I wonder how many people really top out at 4 genetically vs those who see diminishing returns and give up when they only gain 3-5w per year
He wasn’t looking at the distribution of W/kg numbers to make the prediction, so what you mention is largely not relevant to that estimate.
(Given the assumptions, I wouldn’t read too much into the exact numbers, I think his point was more that you definitely can’t assume everyone will be able to reach 4W/kg or whatever benchmark you have in mind.)
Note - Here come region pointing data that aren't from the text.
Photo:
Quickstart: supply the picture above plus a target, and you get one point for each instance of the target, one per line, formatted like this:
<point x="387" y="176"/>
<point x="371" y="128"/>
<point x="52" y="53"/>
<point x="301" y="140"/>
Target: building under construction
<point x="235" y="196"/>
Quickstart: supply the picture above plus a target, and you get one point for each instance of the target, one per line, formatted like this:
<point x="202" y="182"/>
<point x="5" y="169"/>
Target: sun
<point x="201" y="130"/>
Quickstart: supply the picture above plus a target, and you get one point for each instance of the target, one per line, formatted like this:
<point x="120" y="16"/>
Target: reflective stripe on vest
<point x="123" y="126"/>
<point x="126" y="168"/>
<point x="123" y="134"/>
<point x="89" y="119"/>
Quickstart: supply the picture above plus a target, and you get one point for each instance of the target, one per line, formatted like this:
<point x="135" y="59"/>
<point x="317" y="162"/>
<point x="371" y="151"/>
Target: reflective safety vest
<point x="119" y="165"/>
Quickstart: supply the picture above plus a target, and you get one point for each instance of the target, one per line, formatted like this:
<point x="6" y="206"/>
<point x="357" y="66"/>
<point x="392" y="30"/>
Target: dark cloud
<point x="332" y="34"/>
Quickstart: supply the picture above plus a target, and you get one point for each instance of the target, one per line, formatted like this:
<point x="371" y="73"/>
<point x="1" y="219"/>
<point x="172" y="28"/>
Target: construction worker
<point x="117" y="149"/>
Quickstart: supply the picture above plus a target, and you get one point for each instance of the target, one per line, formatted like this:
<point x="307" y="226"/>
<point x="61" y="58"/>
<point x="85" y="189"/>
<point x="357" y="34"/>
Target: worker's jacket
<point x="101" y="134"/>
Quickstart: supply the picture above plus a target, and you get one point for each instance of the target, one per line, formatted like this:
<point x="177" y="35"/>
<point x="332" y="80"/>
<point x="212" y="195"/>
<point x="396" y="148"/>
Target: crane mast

So can I assume that I’m genetically gifted if I had 4 w/kg before I even started structured training? When I started structured a month ago I had a 260 ftp at 65kg. Up to that point I was riding unstructured for a year, 2-3 times per week, but some weeks with time completely off the bike. Mostly 40km rides, with the occasional 80ish ride mixed in.
32y/o, male, no real backround in endurance sports, only bodyweight excercise 3 times a week.
Really looking forward to my next ftp test in about 10 days!
My apologies, I was referring to my 2/3hr which are not show there as I haven’t done anything that long with a PM for 42 days. I’m an MTB Marathon racers so thats my target watts - 84 day graph highlights that better.
Not sure if I’m a slow-twitcher or a middle of the roader who has turned himself into a TT’er over the last 40 years.
I have not done a 20min test this season, or anything hard under 20min. Bests last year were 420w for 5min, 390w for 10min, 350w for an hour (that PM read a little high – might knock about 10w off each of those).
I changed my Strava last fall. I no longer have the data from '12-'20.